GPT-5.4 Just Dropped — And It's the First AI That Beats Humans at Using Computers
OpenAI's latest model doesn't just write code — it uses computers like a pro. The OSWorld benchmark just got shattered.
We knew it was coming. But honestly? Even we didn’t expect it to land this hard.
OpenAI just released GPT-5.4, and there’s no gentle way to say this: it’s the first AI model that actually outperforms humans at navigating a desktop computer. Not in some toy benchmark. In real, honest-to-goodness computer use.
Built-In Computer Use, Not a Plugin
Here’s the big deal: this isn’t some add-on or Claude Code-style extension. Native computer use is baked directly into the model. GPT-5.4 can read screens, click buttons, type text, and move files around — without you needing to wire up any tools yourself.
The model sees what’s on your screen and just… does the thing.
OSWorld: 75% vs Human 72.4%
Let’s talk numbers. The OSWorld benchmark tests how well an AI can complete real tasks on a desktop operating system — think opening apps, organizing files, filling out forms. GPT-5.4 scored 75%. The human baseline? 72.4%.
This is the first time an AI has beaten humans at desktop navigation.

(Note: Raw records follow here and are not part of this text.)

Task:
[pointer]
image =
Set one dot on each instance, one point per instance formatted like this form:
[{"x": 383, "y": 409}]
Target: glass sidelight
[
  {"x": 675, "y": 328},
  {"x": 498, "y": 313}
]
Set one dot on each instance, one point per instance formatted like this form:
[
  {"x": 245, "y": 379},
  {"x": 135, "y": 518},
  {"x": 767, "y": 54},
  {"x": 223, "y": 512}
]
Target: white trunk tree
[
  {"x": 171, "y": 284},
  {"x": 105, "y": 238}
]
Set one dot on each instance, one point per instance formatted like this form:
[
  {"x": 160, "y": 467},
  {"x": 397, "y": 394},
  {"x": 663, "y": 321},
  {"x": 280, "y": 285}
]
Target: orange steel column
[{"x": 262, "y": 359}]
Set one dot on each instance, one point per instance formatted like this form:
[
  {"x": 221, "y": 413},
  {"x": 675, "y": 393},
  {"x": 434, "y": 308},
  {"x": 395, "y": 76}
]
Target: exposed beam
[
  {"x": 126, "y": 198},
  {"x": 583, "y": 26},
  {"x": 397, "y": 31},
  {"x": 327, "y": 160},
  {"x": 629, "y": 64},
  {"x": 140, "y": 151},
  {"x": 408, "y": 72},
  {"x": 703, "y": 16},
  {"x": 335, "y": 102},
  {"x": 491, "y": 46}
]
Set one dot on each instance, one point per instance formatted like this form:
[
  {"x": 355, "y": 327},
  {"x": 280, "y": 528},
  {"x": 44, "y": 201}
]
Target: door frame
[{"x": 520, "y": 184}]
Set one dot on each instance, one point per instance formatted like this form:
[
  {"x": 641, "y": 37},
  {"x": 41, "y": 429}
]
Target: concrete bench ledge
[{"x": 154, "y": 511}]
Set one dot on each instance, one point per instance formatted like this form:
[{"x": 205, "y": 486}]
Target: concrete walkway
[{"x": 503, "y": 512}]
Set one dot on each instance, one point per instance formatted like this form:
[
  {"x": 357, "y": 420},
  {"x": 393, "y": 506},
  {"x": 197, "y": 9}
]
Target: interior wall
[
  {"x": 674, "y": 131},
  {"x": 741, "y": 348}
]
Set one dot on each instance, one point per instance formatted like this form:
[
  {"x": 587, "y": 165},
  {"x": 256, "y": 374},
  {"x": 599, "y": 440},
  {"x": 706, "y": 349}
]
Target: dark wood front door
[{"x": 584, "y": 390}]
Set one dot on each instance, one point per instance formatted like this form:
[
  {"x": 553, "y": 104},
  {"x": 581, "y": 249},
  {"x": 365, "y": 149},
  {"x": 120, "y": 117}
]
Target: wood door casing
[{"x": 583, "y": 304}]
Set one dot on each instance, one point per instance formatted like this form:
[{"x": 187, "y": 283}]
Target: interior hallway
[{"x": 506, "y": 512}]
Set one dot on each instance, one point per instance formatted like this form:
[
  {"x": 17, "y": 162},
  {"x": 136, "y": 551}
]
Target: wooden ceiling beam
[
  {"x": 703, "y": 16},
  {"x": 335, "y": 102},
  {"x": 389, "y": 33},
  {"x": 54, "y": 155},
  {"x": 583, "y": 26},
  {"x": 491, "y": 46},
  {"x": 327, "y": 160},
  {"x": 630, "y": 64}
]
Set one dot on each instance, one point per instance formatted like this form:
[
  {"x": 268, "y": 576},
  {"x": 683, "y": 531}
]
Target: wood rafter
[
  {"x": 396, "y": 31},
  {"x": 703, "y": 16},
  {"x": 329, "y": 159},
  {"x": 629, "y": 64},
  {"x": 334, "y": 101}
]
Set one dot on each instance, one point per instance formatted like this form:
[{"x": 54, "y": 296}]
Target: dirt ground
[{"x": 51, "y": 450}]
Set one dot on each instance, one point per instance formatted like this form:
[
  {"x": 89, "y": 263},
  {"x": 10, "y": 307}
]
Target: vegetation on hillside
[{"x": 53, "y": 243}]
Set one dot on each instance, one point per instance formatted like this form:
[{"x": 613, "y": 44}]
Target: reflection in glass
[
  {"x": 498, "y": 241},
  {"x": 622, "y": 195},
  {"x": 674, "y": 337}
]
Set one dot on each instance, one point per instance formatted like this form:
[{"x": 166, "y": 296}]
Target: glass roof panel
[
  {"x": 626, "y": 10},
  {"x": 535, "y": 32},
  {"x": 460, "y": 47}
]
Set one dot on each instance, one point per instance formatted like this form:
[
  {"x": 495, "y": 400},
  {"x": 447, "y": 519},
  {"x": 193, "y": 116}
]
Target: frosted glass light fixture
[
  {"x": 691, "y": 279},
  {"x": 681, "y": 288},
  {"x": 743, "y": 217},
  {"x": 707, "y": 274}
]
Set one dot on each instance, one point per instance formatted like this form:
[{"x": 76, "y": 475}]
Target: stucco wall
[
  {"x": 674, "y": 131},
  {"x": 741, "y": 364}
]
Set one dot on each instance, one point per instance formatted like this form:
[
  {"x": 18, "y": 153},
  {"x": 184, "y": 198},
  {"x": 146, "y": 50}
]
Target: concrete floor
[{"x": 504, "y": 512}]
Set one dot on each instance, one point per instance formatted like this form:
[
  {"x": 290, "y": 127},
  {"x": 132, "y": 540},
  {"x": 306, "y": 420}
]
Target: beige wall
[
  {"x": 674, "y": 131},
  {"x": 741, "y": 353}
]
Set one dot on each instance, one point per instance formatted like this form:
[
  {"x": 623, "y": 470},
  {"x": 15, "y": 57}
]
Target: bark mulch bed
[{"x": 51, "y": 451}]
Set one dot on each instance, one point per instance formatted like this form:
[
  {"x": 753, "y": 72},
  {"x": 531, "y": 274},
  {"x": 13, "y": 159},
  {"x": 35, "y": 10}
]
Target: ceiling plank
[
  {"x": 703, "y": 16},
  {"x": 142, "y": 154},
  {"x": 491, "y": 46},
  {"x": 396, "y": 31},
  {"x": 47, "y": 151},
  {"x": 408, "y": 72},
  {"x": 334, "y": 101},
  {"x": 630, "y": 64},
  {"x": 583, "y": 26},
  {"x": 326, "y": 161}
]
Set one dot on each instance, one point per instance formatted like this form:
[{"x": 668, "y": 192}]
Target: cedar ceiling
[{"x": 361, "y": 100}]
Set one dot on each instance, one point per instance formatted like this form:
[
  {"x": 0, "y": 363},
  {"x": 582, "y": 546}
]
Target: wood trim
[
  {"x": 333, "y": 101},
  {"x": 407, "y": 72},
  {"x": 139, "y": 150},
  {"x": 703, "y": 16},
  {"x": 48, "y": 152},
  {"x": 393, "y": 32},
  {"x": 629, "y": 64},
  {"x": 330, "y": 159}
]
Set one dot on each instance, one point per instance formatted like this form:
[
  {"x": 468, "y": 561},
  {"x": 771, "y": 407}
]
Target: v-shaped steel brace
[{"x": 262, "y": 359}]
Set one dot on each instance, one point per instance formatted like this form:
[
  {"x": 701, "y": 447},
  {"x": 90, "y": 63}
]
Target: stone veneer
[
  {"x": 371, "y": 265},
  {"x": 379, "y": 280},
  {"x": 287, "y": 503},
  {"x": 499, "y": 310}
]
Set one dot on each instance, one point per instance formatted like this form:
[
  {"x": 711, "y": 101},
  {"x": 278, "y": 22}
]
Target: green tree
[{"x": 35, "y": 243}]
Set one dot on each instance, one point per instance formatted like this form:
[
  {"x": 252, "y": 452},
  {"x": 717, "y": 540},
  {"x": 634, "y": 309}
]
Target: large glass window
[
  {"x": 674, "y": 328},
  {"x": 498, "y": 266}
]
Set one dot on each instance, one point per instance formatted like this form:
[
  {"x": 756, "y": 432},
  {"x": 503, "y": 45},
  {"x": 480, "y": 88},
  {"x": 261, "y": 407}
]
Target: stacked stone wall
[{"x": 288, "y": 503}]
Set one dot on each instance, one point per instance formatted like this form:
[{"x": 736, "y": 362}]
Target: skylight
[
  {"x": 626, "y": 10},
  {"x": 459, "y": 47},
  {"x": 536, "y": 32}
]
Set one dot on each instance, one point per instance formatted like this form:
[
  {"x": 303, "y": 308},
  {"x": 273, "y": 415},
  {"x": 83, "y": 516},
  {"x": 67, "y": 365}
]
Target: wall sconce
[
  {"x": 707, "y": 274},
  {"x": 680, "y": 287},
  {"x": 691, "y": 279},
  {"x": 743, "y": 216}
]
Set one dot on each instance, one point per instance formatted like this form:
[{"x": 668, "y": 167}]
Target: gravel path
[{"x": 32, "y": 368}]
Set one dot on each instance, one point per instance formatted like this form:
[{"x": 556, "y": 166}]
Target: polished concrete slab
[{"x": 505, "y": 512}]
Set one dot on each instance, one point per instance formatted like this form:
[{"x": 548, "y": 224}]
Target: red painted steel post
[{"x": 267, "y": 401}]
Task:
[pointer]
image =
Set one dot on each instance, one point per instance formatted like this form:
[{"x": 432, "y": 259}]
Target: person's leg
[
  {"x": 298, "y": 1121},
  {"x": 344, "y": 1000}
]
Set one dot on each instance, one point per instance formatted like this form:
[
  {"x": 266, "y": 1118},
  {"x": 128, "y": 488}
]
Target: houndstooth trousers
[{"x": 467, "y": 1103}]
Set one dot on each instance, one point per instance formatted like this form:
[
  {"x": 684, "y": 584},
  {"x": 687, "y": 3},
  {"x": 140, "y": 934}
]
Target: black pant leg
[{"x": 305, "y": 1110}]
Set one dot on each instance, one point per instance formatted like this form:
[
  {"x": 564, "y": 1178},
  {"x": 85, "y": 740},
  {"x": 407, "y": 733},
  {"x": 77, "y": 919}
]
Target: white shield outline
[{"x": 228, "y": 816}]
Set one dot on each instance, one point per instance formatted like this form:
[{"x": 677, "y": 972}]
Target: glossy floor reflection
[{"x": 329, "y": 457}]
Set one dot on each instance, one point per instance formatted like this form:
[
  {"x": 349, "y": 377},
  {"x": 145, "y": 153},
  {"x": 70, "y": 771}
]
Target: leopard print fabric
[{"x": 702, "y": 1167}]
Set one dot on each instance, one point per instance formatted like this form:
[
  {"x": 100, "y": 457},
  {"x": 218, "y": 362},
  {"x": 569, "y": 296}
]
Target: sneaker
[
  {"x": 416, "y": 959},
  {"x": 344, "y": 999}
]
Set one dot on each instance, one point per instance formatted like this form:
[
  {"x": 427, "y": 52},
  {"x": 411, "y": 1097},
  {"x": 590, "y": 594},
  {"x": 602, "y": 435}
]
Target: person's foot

Not matched — beaten.
The Token Situation
Context windows keep getting ridiculous, and 5.4 is no exception:
- 1M token context — but only via API and Codex
- 272K tokens for standard usage
If you’re running MCP workflows, there’s good news: tool search now uses 47% fewer tokens. That adds up fast when you’re chaining multiple tools together.
Pricing
Here’s what you’re paying:
- $2.50 per million input tokens
- $10 per million output tokens
Not cheap, but when the model is doing work that used to require a human sitting at a keyboard? The math starts to make sense.
Why This Matters
For years, we’ve been talking about AI as a “co-pilot.” GPT-5.4 is the first release that feels like it might actually be ready to fly solo on certain tasks. Not everything — but the gap between “assistant” and “worker” just got a lot narrower.
This is the “AI can do real work” release. We’ve been waiting for it.